Lejos de intentar una interpretación exhaustiva de la novela y de su autor, estas líneas han querido sólo enfatizar en puntos que resultan imprescindibles para comprenderlos a ambos. Puntos que a menudo se soslayan idealizando la condición étnica del autor y su obra como partes de una otredad esencial que él habría repudiado. Lejos de esto, El tiempo principia en Xibalbá es una interpretación del mestizaje guatemalteco desde la condición étnica de un indio ladinizado que desmitifica estereotipos de un lado y del otro, y que por ello se funda como una voz de autoridad crítica que les habla a los mestizos, no importa si son criollos, indios, negros, mulatos, “mayas” o ladinos.
NOTAS
(1) “Ladino” es una deformación de “latino”. Se usó en España para nombrar a los judíos conversos después de la Reconquista porque se consideró que la conversión implicaba asumir la religión de la latinidad y un idioma latino: el castellano. De aquí que los primero indios convertidos al cristianismos fueran llamados “indios ladinos” (o latinizados) por los españoles. Para el siglo XVIII, en Guatemala, ladina era toda persona que no se identificara como indio, y esto incluía a los negros. Es decir, se volvió un término genérico para nombrar a cualquiera que no quisiera ser identificado como siervo ligado a la tierra (indio) aunque étnica y fenotípicamente lo fuera. En la actualidad, la palabra se sigue usando en Guatemala y el sur de México para identificar a quienes no son indígenas.
(2) Luis hablaba de los indígenas en general, pues cualquiera que lo conoció puede dar fe de que esta fórmula no se le podía aplicar a él en lo personal.

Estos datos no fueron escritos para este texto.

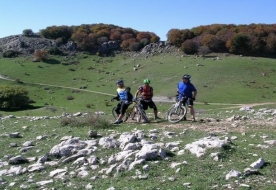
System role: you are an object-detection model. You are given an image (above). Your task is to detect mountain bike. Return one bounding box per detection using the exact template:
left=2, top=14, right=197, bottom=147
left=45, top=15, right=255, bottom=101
left=167, top=95, right=188, bottom=123
left=112, top=98, right=149, bottom=122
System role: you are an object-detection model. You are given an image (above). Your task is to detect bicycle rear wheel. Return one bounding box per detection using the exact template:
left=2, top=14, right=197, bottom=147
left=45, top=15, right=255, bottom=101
left=112, top=107, right=132, bottom=122
left=136, top=106, right=149, bottom=123
left=168, top=104, right=187, bottom=123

(3) “Yo me he fijado en eso: en la ciudá los hombres de aquí buscan en las ladinas la cara de la Virgen, aquí buscan en la Virgen la cara de las ladinas. Por eso la Virgen es la Reina y ellas la Niña tal y la Seño tal. En cambio, nosotros somos la Juana, la Concha, la Venancia. ¡Las gallinas del patio!”
(4) “Brigitte Bardot / yo venía de un pueblo donde no había cine / y sus mujeres eran catedrales. / Mis ojos sólo conocían los troncos de los árboles / y nunca habían visto un muslo. / Los senos no tenía nada de erotismo, / eran frutas llenas de jugo para los labios de los niños. / (…) Los vientres eran surcos para reproducir la vida (…) / Pero Dios / creó en París una mujer / y la exportó envuelta en celuloide. / Eras Nuestra Señora. Mi Señora. / Pero sobre todo, eras la Revolución Francesa. / Tus piernas eran dos cañones de amor / que disparaban a mis ojos y sacudían mis tímpanos. / Brigitte Bardot, / yo intenté resistencia, / pero tu fuego era demasiado. / La aldea que yo traía en la cabeza / fue tomada por asalto y arrasada. / Y tuve que abrirte mi corazón / y luego alzar los brazos.”
(5) En la tradición oral indígena de Guatemala, existe una leyenda según la cual el Tzitzimite o Sombrerón es un duende que habita en el corazón de las personas y que agita perenemente una sonaja o chinchín para hacer latir al órgano que nos mantiene vivos. En su libro Transmundo, el cuentista guatemalteco Francisco Méndez (1907-1962 ) recrea esta leyenda poniendo en boca de un narrador indígena la idea de que así como todo indio tiene su tzitzimite, igualmente todo ladino tiene su indio acurrucado en el corazón. Este “indito” agita su chinchín para hacer palpitar el corazón ladino. Es inútil, pues, para éste, negar al indio que lleva dentro, pues es él quien le da la vida. A su vez, cada tzitzimite tiene otro tzitzimite , más pequeño, en su corazón. Y así, hasta el infinito. Esta quizá sea la más lograda metáfora del mestizaje guatemalteco.
(6) Para una teoría del mestizaje diferenciado, ver mi libro La articulación de las diferencias o El síndrome de Maximón. Guatemala: Consucultura, 2008. Tercera edición aumentada.
Heredia (Costa Rica), 20 de abril del 2011.